When the round goes through metal, it is braked a lot. Kinetic energy is lost. As energy can't just disappear, it has to transform in to something else. In the case of friction, that something else is heat. Even through relatively thin armour, at least the surface of the dart and some of the armour it went through will melt and come out the other side as a spray of hot molten metal. Through very heavy armour, you can basically have the last inch sliced through more by a jet of superheated molten uranium, than a solid rod.
Again, here DU has the advantage of sheer weight. A denser liquid is still going to have an easier time going forward through that armour.
As that spray of molten metal and hot little splinters comes the other side, it burns in air. The vast majority of metals do that, actually. That's why a flintlock musket worked, for example: shaving iron splinters with a flint wedge caused a shower of burning iron splinters. Uranium does it too, and the old Tungsten sabots, or even WW2 iron sabots did the same. Parts of the broken armour do the same.
(Which cooks the crew and detonates ammo and fuel on board.)

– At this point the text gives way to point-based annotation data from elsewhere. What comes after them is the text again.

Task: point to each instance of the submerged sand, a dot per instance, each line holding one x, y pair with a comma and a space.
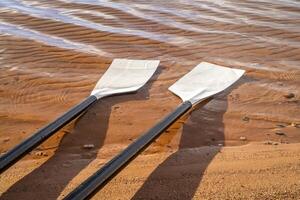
243, 144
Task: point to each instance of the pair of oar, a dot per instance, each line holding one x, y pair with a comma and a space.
204, 81
124, 76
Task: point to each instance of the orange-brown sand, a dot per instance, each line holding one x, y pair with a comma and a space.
243, 144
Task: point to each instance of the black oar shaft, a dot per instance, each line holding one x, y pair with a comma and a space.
37, 138
109, 170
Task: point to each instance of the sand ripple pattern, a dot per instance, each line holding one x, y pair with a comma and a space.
53, 52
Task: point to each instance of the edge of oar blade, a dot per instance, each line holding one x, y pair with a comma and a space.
205, 80
125, 75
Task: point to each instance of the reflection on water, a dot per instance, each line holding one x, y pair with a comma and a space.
53, 52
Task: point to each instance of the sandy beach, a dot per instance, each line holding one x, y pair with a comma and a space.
243, 144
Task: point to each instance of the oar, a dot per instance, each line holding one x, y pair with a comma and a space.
123, 76
204, 81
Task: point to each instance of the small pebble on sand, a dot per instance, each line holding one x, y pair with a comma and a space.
279, 133
243, 138
293, 124
88, 146
246, 119
289, 95
40, 153
268, 142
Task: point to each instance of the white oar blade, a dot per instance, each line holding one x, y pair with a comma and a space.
205, 80
125, 76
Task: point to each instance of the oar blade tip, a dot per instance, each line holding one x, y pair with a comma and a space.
205, 80
125, 75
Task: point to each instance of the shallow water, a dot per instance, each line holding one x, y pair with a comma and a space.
53, 52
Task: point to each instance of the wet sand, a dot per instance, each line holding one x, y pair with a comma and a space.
52, 54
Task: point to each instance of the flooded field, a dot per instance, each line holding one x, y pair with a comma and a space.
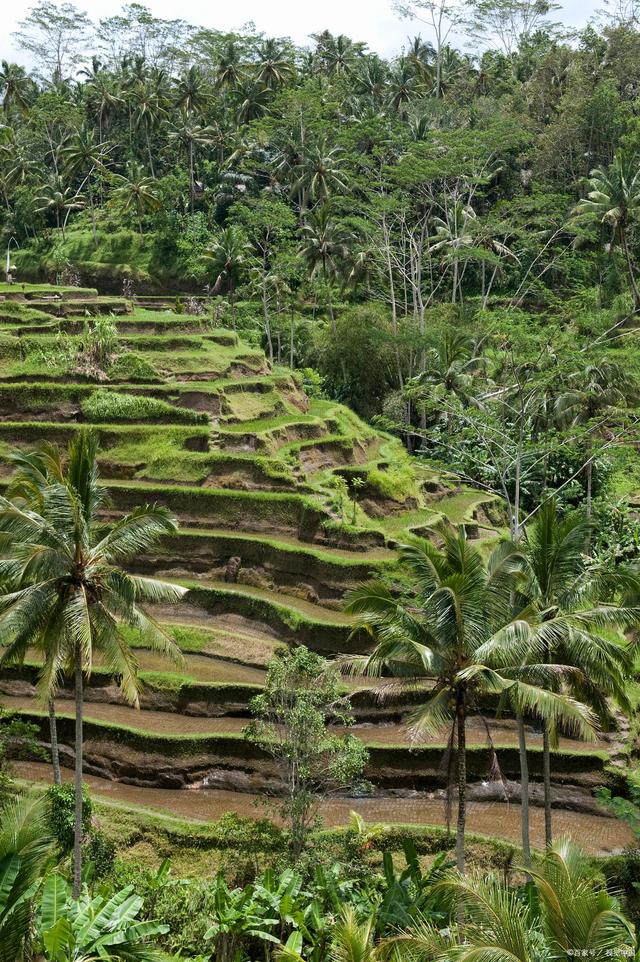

Note that although this is often mis-represented as burning while going through the armour, that is actually false. It doesn't have nearly enough oxygen in there for that. And at any rate, that's not why it stays sharp.
The main problem really is with that spray of burning uranium the other side. It causes a lot of fine dust of uranium (and iron) oxides. And if the tank then goes boom, it can get spread around a bit. Or if kids go play in that destroyed tank, well, it can be bad for their health too. The oxides _can_ be absorbed through the lungs. Some of those oxides are partially soluble too, so they can get into soil and ground water too.

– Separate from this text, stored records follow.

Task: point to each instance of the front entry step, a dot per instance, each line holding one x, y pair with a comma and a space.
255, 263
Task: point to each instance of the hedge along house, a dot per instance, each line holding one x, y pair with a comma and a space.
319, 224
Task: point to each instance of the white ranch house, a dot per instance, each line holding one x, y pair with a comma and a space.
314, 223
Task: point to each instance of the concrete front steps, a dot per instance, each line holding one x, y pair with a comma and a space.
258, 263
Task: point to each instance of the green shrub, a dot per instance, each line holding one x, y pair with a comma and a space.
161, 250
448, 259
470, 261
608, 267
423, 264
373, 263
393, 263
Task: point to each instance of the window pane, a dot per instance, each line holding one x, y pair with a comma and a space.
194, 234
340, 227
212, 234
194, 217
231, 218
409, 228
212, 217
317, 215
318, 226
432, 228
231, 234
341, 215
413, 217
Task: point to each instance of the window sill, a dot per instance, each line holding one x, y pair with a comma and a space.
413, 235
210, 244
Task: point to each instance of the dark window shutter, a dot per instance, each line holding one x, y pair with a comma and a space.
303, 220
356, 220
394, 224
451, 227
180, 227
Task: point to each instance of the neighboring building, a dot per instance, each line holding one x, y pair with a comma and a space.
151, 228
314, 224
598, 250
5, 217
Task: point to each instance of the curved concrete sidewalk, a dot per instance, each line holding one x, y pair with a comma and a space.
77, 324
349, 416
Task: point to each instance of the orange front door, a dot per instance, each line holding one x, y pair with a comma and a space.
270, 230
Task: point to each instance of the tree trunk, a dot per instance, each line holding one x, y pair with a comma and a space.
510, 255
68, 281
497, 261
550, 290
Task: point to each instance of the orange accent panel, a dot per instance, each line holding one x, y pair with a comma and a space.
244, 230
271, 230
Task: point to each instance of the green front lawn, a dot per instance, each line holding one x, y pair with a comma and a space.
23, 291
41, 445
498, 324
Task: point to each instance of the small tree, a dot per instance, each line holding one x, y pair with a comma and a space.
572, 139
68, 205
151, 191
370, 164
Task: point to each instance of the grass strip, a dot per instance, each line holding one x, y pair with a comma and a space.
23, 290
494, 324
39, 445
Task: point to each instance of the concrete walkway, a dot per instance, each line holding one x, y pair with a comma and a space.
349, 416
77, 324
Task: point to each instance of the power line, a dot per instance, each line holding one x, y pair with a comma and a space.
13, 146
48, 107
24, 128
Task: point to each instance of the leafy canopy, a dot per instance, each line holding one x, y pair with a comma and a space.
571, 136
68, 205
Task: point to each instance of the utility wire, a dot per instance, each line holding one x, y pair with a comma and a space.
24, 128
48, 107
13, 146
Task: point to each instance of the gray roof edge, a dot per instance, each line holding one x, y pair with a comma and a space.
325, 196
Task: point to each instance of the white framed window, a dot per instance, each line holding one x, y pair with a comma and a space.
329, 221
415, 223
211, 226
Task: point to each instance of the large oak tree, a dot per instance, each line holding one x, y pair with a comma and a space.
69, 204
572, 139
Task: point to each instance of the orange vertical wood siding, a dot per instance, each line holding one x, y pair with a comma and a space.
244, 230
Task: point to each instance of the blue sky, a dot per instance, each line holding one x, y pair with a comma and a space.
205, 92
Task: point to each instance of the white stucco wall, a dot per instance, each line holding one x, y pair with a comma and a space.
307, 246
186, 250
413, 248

The main problem isn't with radiation, it's with it being a heavy metal. It will indeed do much the same damage in your system that lead would. Or that tungsten would, if we were to return to pre-DU penetrators.

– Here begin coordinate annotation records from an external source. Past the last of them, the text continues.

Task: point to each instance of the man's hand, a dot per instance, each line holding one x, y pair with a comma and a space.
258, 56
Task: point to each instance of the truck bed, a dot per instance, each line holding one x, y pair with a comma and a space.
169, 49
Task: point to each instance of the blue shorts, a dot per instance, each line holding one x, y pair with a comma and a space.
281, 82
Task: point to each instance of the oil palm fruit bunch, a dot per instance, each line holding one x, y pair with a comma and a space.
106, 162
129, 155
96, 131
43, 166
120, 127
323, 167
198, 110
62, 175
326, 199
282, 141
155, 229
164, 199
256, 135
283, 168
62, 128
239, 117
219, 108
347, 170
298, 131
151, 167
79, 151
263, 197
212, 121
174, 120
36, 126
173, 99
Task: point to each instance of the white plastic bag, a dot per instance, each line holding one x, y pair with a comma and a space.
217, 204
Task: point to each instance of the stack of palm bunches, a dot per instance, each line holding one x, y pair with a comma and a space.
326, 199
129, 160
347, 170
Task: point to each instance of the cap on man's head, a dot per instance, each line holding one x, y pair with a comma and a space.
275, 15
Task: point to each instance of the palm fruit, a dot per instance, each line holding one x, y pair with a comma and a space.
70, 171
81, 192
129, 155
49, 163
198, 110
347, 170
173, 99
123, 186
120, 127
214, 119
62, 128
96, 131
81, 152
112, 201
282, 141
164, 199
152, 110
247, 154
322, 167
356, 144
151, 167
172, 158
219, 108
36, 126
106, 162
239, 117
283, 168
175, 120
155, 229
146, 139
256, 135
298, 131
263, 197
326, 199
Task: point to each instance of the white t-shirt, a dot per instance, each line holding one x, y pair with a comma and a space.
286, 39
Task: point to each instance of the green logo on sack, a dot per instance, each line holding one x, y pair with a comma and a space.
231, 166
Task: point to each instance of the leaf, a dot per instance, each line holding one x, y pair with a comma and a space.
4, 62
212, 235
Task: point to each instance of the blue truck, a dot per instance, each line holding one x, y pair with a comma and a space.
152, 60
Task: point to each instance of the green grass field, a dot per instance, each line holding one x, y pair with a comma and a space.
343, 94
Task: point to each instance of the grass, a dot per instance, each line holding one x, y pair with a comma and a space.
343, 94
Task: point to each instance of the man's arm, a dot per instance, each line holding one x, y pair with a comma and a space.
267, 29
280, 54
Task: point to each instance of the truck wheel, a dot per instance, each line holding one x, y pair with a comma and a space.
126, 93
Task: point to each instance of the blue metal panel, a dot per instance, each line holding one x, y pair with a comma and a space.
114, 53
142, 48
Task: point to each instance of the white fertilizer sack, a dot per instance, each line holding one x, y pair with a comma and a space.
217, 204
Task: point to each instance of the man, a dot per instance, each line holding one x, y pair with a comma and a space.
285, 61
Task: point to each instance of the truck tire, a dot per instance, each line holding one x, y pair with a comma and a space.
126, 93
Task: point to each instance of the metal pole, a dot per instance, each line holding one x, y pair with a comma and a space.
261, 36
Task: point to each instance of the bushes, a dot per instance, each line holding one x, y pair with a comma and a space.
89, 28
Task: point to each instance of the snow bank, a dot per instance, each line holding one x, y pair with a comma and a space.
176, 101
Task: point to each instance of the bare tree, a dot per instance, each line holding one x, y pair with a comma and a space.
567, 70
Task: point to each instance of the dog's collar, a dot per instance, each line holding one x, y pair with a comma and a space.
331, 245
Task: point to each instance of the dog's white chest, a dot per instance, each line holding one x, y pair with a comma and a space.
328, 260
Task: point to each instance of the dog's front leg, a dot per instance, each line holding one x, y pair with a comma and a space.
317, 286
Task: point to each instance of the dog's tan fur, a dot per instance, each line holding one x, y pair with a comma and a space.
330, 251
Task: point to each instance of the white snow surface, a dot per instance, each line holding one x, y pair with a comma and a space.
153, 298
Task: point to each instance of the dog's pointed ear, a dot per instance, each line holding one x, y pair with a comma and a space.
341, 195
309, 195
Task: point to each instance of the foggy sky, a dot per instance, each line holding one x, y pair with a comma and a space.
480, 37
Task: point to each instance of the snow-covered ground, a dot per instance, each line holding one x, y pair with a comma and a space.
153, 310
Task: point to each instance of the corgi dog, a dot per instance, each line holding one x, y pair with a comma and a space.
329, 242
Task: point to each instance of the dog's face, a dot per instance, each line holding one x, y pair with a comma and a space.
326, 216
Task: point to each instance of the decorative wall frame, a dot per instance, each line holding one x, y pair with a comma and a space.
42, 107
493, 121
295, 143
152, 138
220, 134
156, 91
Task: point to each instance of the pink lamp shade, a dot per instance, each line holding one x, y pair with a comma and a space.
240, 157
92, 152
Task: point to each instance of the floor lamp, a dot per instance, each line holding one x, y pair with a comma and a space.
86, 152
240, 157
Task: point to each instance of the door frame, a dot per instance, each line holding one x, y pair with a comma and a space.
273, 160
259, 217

Comparisons to the lead in a bullet, or measuring radiation levels for crates of ammo, are misleading though.
The lead in a bullet doesn't (partially) turn into a cloud of lead oxides when you shoot it, or you would see some real health problems from that one too. And measuring the radiation in an ammo crate is misleading because that's not the problem, and that's not the situation where the problem happens.
That said, I don't think it would be a very large problem, as basically there weren't that many of these rounds used in the first place. Of course, again, if some kid actually goes playing in a destroyed tank, he/she can get a bit more of that dust than their fair share.
I also don't think there's all that much we can do about it. For better or worse, even if we went back to the old Tungsten penetrators, they would still cause as much heavy metal contamination. Possibly even more.
The only realistic solution is, well, to avoid ending up having to use them, i.e., to avoid going to war. And I'm all for that, actually. But if the feces hit the ventilator and push came to shove, you have to use whatever works best for winning it. That means a bunch of toys which can be hazardous to the health of everyone there. There is really no way to make war pretty or safe.